Dr. Marek Matyjasik, professor of environmental geosciences at WSU, explains that it is normal to have snow fluctuation. However, from 1950 to 1995, the inches of snowfall increased, but that is no longer the case.
From 1950 to 1995, the Earth’s temperature either stayed the same or grew colder. Since 1995, the Earth’s temperature has increased, and Matyjasik stated that it is probable for this trend to continue due to global warming, but it is hard to predict.
According to the Utah Avalanche Center’s Alta Guard Snowfall Chart, in Nov. 1994 to April 1995, there was a total of 745.4 inches of snowfall. From Nov. 2018 to April 2019, there were only 475 inches.
Matyjasik explained that there is not a simple explanation for the decrease of snow. Climate change alters the rate of precipitation and the kind of precipitation.
During winter, more rain is falling than snow. The United States Environmental Protection Agency points out that less than 80% of the stations throughout the lower 48 states received a smaller percentage of precipitation in the form of snow.

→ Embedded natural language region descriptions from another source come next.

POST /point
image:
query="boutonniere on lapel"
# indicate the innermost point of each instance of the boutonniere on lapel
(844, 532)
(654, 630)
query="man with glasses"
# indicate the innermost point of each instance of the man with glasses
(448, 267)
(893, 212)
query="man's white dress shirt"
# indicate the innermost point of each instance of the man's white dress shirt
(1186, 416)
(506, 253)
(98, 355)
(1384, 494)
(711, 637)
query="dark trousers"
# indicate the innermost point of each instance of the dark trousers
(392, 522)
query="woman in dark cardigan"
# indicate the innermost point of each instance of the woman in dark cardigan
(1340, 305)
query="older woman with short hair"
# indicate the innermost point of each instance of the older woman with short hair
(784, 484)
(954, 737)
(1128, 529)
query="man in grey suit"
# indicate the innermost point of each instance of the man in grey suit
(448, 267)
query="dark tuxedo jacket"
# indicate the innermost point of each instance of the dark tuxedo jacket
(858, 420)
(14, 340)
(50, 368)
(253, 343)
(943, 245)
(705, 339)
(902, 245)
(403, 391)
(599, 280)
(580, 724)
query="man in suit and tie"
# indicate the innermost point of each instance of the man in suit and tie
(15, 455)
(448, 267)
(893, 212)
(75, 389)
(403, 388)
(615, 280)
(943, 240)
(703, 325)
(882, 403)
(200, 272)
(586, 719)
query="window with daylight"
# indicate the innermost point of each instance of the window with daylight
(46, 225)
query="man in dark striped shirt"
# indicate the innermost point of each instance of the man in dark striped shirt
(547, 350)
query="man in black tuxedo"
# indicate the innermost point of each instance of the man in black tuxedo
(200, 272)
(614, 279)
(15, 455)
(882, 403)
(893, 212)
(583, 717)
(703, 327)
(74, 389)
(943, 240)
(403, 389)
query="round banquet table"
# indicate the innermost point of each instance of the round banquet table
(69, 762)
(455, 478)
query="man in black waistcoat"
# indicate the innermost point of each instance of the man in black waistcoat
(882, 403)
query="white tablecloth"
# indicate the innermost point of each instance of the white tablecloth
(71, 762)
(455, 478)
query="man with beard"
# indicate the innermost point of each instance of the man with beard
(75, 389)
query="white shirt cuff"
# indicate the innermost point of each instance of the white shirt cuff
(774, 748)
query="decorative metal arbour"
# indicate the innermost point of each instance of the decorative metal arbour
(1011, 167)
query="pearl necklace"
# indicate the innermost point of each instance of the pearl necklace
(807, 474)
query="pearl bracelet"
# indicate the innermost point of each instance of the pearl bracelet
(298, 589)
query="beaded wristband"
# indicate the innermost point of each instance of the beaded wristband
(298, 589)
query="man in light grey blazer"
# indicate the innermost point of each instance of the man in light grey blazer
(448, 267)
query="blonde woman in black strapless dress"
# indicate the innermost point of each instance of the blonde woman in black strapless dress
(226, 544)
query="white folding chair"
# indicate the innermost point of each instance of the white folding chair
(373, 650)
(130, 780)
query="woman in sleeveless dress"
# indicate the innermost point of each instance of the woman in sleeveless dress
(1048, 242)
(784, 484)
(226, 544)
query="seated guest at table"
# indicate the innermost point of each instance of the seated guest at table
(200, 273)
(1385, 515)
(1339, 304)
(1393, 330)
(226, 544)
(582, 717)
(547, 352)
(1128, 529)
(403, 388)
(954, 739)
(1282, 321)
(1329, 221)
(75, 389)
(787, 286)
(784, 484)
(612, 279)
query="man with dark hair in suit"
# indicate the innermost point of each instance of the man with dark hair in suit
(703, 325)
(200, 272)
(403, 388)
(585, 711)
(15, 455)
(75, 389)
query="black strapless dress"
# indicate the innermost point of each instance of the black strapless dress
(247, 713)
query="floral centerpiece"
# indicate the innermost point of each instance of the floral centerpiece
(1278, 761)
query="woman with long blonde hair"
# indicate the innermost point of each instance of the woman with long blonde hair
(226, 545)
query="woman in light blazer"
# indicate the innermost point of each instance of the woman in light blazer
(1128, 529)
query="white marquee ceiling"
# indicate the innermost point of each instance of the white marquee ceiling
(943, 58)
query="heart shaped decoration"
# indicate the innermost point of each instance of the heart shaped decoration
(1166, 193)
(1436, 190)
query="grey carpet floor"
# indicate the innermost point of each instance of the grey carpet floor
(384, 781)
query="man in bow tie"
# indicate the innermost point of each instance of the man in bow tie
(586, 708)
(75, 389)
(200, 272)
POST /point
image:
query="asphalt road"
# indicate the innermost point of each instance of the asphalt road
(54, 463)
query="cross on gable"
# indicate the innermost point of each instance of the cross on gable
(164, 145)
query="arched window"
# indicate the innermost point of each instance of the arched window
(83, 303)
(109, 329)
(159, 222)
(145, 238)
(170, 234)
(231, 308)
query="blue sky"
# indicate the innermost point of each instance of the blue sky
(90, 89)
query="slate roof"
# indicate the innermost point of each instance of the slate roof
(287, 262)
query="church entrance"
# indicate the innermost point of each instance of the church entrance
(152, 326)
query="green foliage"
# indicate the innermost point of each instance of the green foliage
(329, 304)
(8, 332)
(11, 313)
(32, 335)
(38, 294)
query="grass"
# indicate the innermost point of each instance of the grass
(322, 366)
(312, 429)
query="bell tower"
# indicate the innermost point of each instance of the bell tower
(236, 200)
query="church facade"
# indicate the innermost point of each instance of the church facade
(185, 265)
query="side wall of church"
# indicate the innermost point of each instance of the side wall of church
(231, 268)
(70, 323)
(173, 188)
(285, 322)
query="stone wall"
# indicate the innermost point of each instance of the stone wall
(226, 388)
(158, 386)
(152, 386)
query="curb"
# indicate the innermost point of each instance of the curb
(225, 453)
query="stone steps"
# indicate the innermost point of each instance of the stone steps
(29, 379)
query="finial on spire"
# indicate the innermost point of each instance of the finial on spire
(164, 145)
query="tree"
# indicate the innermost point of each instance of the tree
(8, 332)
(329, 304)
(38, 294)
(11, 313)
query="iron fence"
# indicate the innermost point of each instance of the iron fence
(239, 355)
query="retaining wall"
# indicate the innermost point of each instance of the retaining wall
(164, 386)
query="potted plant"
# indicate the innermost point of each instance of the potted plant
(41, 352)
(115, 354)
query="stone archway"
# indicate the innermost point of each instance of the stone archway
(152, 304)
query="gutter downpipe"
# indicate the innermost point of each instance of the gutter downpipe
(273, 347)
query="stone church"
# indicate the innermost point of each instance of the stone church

Consequently, snowy winters are not as snowy as they used to be and dry winters have less snow than before.
Carbon dioxide is another factor since it is causing the Earth to become hotter. Matyjasik points out that If we keep producing carbon dioxide, which stays 25 years on Earth from the moment it was produced, snowfall will continue to decline.
Another pair of factors are El Nino and La Nina, which are changes in the Pacific Ocean surface temperature that affect the weather at a global level. El Nino is the warm phase and La Nina is the cold phase.
When the El Nino phase is present there is more precipitation, and there is less when La Nina is present in California and Southern Utah.
Matyjasik explained it is not easy to predict if the snowfall decline will continue and that it is normal to have some fluctuations.